El ingreso de Hamed Hihadadi
le trajo otra preocupación a Argentina y por eso,
el entrenador solicitó el primer tiempo muerto.
La actuación no fue
del todo convincente al finalizar el segundo período
y la ventaja se sostuvo en las limitaciones de Irán.
El desarrollo fue desordenado y beneficioso para los asiáticos.

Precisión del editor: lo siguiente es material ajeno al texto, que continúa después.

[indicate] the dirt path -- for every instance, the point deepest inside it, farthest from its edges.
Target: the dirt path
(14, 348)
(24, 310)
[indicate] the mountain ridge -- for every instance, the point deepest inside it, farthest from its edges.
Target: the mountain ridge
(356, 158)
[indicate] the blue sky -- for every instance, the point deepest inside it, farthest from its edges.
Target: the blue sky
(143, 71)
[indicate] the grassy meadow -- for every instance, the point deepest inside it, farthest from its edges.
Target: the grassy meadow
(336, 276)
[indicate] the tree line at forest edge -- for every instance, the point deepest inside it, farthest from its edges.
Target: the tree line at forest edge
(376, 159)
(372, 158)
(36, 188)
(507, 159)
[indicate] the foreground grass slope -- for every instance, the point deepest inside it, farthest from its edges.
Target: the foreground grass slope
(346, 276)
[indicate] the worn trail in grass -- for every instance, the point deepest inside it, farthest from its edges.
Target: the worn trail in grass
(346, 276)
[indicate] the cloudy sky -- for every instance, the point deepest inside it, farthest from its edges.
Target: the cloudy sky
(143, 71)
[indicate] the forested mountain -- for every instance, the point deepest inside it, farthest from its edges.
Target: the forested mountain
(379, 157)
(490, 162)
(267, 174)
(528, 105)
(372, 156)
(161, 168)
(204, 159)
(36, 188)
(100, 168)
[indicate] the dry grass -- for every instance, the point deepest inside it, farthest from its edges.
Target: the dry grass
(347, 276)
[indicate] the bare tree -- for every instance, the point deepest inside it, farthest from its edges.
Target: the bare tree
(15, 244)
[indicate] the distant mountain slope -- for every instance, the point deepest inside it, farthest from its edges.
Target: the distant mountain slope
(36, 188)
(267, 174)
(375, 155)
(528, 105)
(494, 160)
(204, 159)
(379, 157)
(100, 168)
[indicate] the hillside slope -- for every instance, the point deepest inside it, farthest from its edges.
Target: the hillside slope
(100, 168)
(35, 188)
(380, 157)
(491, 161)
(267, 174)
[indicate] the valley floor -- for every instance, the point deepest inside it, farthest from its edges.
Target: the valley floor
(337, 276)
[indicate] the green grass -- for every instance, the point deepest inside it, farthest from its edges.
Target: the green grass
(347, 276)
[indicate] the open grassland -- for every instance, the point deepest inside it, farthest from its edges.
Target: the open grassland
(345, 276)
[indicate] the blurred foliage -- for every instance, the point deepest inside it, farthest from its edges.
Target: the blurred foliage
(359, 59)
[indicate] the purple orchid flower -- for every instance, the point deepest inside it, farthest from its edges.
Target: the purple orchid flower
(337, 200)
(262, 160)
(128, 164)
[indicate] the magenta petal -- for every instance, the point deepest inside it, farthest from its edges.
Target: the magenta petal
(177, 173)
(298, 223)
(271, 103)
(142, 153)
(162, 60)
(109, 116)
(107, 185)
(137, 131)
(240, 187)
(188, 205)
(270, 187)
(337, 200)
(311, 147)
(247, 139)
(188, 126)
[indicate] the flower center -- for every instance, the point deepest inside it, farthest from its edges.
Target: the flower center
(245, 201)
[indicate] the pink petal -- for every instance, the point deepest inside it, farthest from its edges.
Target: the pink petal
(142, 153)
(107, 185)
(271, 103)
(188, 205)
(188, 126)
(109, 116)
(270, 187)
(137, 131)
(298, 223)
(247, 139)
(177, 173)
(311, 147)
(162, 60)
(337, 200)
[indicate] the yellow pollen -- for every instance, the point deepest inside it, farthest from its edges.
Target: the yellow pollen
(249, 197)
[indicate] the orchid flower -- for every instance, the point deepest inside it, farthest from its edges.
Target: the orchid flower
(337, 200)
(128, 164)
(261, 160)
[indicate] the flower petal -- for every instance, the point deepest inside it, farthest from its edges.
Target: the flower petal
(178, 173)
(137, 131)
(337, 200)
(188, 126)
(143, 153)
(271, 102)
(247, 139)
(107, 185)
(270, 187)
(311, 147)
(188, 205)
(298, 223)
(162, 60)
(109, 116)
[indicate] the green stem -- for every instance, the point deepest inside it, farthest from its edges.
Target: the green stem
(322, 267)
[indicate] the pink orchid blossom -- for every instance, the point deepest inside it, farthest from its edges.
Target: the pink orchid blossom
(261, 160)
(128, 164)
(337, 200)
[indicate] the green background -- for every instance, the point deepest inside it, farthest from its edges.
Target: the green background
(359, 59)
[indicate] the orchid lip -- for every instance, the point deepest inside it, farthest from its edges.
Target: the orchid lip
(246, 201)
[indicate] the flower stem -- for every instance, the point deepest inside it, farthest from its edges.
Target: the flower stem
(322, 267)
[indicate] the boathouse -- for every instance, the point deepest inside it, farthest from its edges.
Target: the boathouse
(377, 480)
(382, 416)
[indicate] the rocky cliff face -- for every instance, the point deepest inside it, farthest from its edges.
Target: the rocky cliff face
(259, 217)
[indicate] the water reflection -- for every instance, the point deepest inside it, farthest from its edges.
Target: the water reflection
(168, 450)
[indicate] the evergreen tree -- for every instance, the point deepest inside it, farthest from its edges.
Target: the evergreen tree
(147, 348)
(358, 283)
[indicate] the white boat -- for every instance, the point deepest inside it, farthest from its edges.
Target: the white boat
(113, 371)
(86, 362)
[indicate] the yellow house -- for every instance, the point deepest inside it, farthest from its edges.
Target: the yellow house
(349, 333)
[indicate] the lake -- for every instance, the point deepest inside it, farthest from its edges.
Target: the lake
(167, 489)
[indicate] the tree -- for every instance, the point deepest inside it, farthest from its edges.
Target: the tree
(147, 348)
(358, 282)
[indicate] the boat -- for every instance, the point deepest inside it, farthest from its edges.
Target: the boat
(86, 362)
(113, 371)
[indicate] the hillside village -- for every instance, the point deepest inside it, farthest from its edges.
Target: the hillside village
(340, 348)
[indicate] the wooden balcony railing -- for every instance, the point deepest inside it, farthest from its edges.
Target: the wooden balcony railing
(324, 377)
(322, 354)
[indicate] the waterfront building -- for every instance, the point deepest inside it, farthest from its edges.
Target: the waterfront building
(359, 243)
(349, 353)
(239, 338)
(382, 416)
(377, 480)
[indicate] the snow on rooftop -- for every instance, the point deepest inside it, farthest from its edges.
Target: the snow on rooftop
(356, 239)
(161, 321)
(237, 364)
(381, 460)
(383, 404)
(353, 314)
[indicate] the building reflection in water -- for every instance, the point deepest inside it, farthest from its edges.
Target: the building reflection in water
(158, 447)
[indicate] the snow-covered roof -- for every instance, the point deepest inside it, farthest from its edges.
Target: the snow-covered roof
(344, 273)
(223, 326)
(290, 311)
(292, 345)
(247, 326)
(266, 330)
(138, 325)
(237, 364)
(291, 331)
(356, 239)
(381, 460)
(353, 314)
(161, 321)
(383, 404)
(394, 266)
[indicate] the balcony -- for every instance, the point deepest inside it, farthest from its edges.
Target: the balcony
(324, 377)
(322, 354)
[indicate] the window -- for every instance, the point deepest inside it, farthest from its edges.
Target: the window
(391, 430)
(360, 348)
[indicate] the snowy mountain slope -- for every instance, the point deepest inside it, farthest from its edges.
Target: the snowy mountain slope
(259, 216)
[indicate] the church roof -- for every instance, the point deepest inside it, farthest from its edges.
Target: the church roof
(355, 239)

Fabricio Oberto, junto con
Nocioni se mostraron, dentro del desorden generalizado,
como ruedas de auxilio permanentes para sus compañeros,
lo que posibilitó que el equipo pueda mantener cierta
comodidad en el marcador y un poco más en el juego.
El 42 a 33 de la primera
mitad reflejó simplemente un resultado lógico
entre un candidato a la medalla y un equipo de tercer orden,
ya que en el juego, no existieron las diferencias que sí
existen en los papeles.
El inicio de la tercera
parte no cambió demasiado respecto de la primera
mitad: desprolijo, con un equipo iraní que se le
animó a la selección argentina y un Emanuel
Ginóbili como líder absoluto del campeón
olímpico con tres un de triples consecutivos, con
los que alcanzó su promedio de goleo de 20 puntos.
A pesar de una floja defensa
y a veces fuera de tiempo, los de Hernández comenzaron
a sacarse de encima “el problema de Irán”,
ya que estiraron la ventaja máxima a un promedio
de 13 puntos.
El actual campeón
asiático fue perdiendo fuerza de a poco, los triples
dejaron de ser tan continuos y el pivote Hadadi comenzó
a ser más controlado por los internos argentinos.
Un Nocioni muy colaborador
en defensa y con una gran cantidad de minutos en cancha,
recién anotó su primeros dobles a falta de
menos de un minuto para cerrar el tercer período
y llevar la ventaja a 15 puntos.
En el último cuarto,
la “Generación Dorada” reguló
el trámite del encuentro, mantuvo su ventaja y le
dio descanso a los cinco titulares (Ginóbili, Oberto,
Nocioni, Scola y Prigioni) quienes, con el objetivo de desgastarse
físicamente en un partido con sentencia puesta, le
dejaron los minutos finales a los relevos como Quinteros,
Porta y Delfino.
El próximo objetivo
argentino será Rusia para cerrar la participación
en el grupo A y comenzar a pensar en los cuartos de final.